Capítulo 14 – Reencontro de almas

Tempo de leitura: 5 minutos

A felicidade não atravessa portas fechadas. Foi essa a mensagem que recebi pelo WhatsApp do meu cliente Alencar naquele dia, com um sonoro “bom dia”! Estava atarefada com muito trabalho a ser feito, agenda repleta de atendimentos e não me atentei muito àquela frase.

No horário agendado Alencar chega e pergunta:
– Silvia perdoe-me pela pergunta, mas você tem mais clientes após minha consulta? Olhei surpresa e disse: – Não, hoje eu não tenho porque pergunta?

– É que tenho muita coisa para falar e queria mais meia hora, é possível?
– Sim, é possível não se preocupe, haverá tempo suficiente para tudo. E ele prosseguiu:

– Não sei se você se lembra são tantos clientes, mas na semana passada fui jantar com o meu pai e conhecer sua namorada, companheira, não sei bem o que dizer e sorriu.

– Eu me lembro sim.
– Sabe, ainda estou admirado com os acontecimentos. Cheguei ao restaurante e fui encaminhado, até a mesa que o meu pai estava. Olhei para os lados e ele estava ali sentado e sozinho.

Sentei ao seu lado e perguntei: – Pai, onde está a sua namorada? Ao que ele prontamente respondeu:
– Calma, você está parecendo um noivo no altar. Cumprimente-me primeiro menino, risos.

– É verdade!!  Comecei a rir também e disse que começaria tudo de novo e assim o fiz:  – Pai, tudo bem?
– Perdoe-me é que eu pensei que ela viria com o senhor.

– Ela já está chegando, olha ela lá! E foi se levantando, para ir ao encontro da senhora de cabelos grisalhos, que passava pela hostess que a conduziria até a nossa mesa.
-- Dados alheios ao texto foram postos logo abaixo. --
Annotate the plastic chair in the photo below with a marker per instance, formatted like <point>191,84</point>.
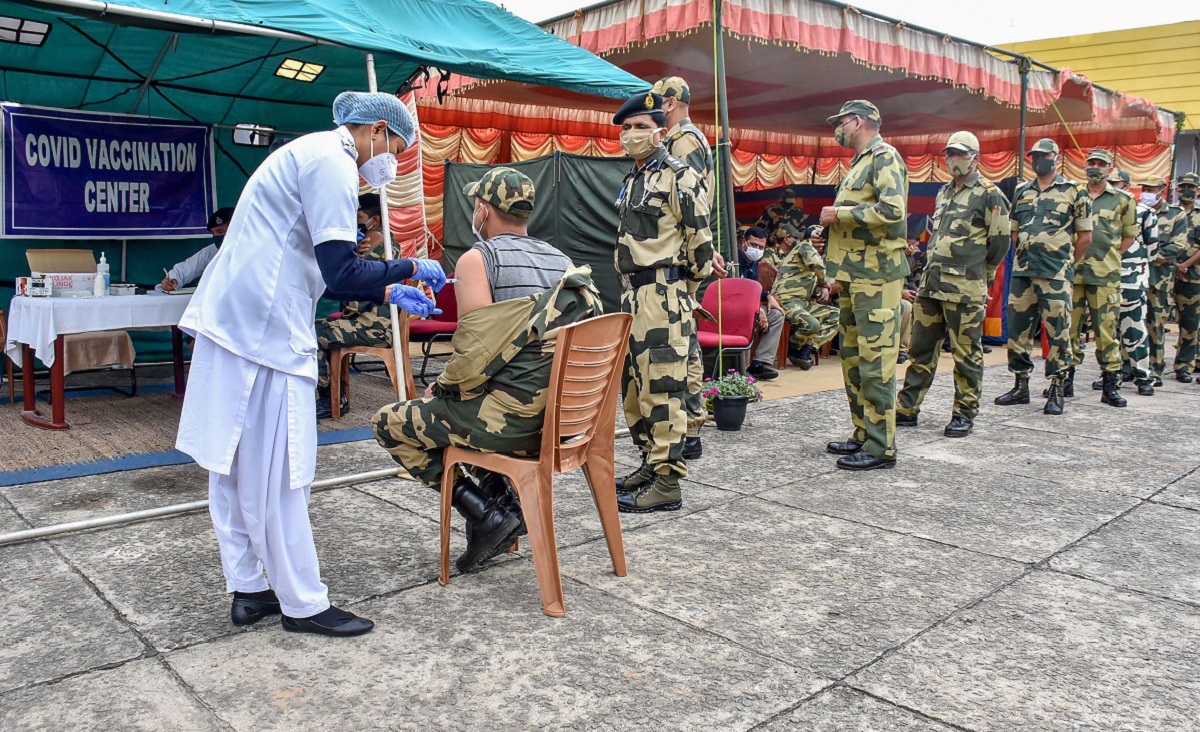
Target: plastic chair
<point>735,301</point>
<point>579,432</point>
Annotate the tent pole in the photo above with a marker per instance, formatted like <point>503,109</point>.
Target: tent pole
<point>402,365</point>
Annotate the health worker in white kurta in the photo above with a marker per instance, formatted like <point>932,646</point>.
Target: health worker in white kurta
<point>250,411</point>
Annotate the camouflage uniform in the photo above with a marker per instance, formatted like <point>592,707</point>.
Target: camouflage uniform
<point>1097,287</point>
<point>492,394</point>
<point>685,142</point>
<point>361,324</point>
<point>865,255</point>
<point>664,237</point>
<point>1045,223</point>
<point>801,273</point>
<point>971,238</point>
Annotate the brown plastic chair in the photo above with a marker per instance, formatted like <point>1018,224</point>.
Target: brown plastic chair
<point>579,432</point>
<point>340,376</point>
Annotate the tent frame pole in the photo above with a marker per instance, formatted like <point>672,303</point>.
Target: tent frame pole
<point>402,366</point>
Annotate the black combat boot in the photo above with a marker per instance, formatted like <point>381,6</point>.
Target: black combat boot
<point>491,527</point>
<point>1018,395</point>
<point>1113,390</point>
<point>1054,397</point>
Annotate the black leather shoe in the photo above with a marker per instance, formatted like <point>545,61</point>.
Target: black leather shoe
<point>847,448</point>
<point>251,607</point>
<point>330,622</point>
<point>865,461</point>
<point>959,426</point>
<point>761,371</point>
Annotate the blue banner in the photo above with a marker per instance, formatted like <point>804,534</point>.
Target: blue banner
<point>84,175</point>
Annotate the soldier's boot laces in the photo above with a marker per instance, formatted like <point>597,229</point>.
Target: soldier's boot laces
<point>1018,395</point>
<point>1113,390</point>
<point>635,480</point>
<point>663,495</point>
<point>1054,399</point>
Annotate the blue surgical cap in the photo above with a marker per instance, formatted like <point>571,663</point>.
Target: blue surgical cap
<point>367,108</point>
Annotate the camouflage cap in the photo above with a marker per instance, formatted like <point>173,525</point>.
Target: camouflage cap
<point>1044,145</point>
<point>508,190</point>
<point>963,141</point>
<point>861,107</point>
<point>673,87</point>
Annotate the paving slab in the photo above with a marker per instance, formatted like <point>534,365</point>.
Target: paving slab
<point>141,695</point>
<point>1003,515</point>
<point>479,654</point>
<point>1153,549</point>
<point>1051,652</point>
<point>822,593</point>
<point>59,625</point>
<point>165,576</point>
<point>844,709</point>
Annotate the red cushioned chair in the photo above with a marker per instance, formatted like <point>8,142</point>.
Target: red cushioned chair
<point>735,303</point>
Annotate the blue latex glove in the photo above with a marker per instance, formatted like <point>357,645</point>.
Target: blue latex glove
<point>413,300</point>
<point>430,273</point>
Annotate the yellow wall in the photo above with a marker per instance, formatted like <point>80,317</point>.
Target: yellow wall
<point>1159,64</point>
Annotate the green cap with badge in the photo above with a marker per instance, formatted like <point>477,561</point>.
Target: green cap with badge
<point>508,190</point>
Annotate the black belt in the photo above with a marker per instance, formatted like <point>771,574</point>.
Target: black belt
<point>643,277</point>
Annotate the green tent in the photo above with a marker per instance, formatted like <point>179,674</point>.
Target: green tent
<point>276,63</point>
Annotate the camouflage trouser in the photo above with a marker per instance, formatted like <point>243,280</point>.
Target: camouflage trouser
<point>654,385</point>
<point>1158,307</point>
<point>1103,304</point>
<point>1134,336</point>
<point>417,432</point>
<point>695,403</point>
<point>345,333</point>
<point>813,323</point>
<point>869,324</point>
<point>935,321</point>
<point>1030,299</point>
<point>1187,298</point>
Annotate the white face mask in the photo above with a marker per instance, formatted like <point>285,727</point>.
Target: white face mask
<point>379,169</point>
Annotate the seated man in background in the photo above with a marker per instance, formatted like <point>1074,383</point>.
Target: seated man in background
<point>797,288</point>
<point>360,323</point>
<point>513,291</point>
<point>189,270</point>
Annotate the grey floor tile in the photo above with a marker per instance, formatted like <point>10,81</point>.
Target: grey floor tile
<point>1053,653</point>
<point>480,654</point>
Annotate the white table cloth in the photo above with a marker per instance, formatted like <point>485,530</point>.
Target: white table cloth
<point>37,322</point>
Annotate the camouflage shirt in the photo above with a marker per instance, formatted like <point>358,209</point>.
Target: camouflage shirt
<point>1135,261</point>
<point>971,238</point>
<point>664,220</point>
<point>801,271</point>
<point>1045,223</point>
<point>1114,217</point>
<point>868,240</point>
<point>685,142</point>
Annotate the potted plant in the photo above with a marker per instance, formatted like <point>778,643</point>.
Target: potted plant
<point>727,396</point>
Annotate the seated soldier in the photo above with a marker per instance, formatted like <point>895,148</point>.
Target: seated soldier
<point>513,291</point>
<point>360,323</point>
<point>799,285</point>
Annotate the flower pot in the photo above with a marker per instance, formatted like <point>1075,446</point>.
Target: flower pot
<point>730,412</point>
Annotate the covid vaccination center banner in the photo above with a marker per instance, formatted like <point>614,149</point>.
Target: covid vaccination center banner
<point>84,175</point>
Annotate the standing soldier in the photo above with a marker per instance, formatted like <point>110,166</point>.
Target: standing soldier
<point>1187,276</point>
<point>1051,223</point>
<point>1097,288</point>
<point>865,255</point>
<point>1163,258</point>
<point>971,238</point>
<point>685,142</point>
<point>664,250</point>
Foi quando percebi que a senhora estava acompanhada e quase desmaiei, ao ver quem era a senhora e quem a estava acompanhando.


Meu pai todo sorridente, apresentou-a para mim e disse:

– Essa é minha querida namorada que muito em breve, será minha companheira de vida filho e essa, bem essa, você conhece melhor do que eu.

Confesso que precisei de alguns minutos para me recompor, tamanha a surpresa ao me deparar com Da. Elvira e minha esposa, a Irene, uma ao lado da outra e mais surpreso ainda, por ver que elas vieram juntas.

Não suportando a curiosidade, fui perguntando antes de cumprimentá-las:
– Como vocês se conhecem? Faz tempo? Eu não estou entendendo mais nada.

Irene estava linda como eu nunca a vira, um vestido azul marinho cintilante, aqueles cabelos claros e os olhos verdes pareciam realçar ainda mais sua beleza. Apesar da nossa idade ela ainda mantinha uma jovialidade incomum e eu, não conseguia desviar os olhos dela.

Da. Elvira ao me abraçar disse-me ao ouvido:
– O destino quis que você fosse meu filho, mesmo sem ser do meu sangue. Ao sentar-se ao lado do meu pai, continuou:
– A vida nunca erra.
Há seis meses atrás encontrei seu pai no consultório do meu médico e, como as consultas estavam atrasadas, começamos a conversar e tivemos a impressão que nos conhecíamos há muito tempo.

Trocamos o número de celular e aqui estamos. Meio sem jeito, Alencar perguntou:
Da. Elvira, meu pai sabe…daquilo? Ela sorriu e disse:
– Não só sabe, como frequenta a casa em dias diferentes do seu e ele só descobriu que você a frequentava, porque o viu lá, mas achou melhor não falar nada, para não constrangê-lo. Nesse momento, meu pai disse:

– É filho da mesma forma que Deus operou um milagre em sua vida, também o fez na minha. Frequento as missas porque me sinto bem, gosto das músicas e tornou-se um hábito desde a época da sua mãe. Agora no centro, comecei a me sentir mais próximo de Deus, dessa fagulha divina que aprendi a reconhecer e agradecer, por me acalentar a alma.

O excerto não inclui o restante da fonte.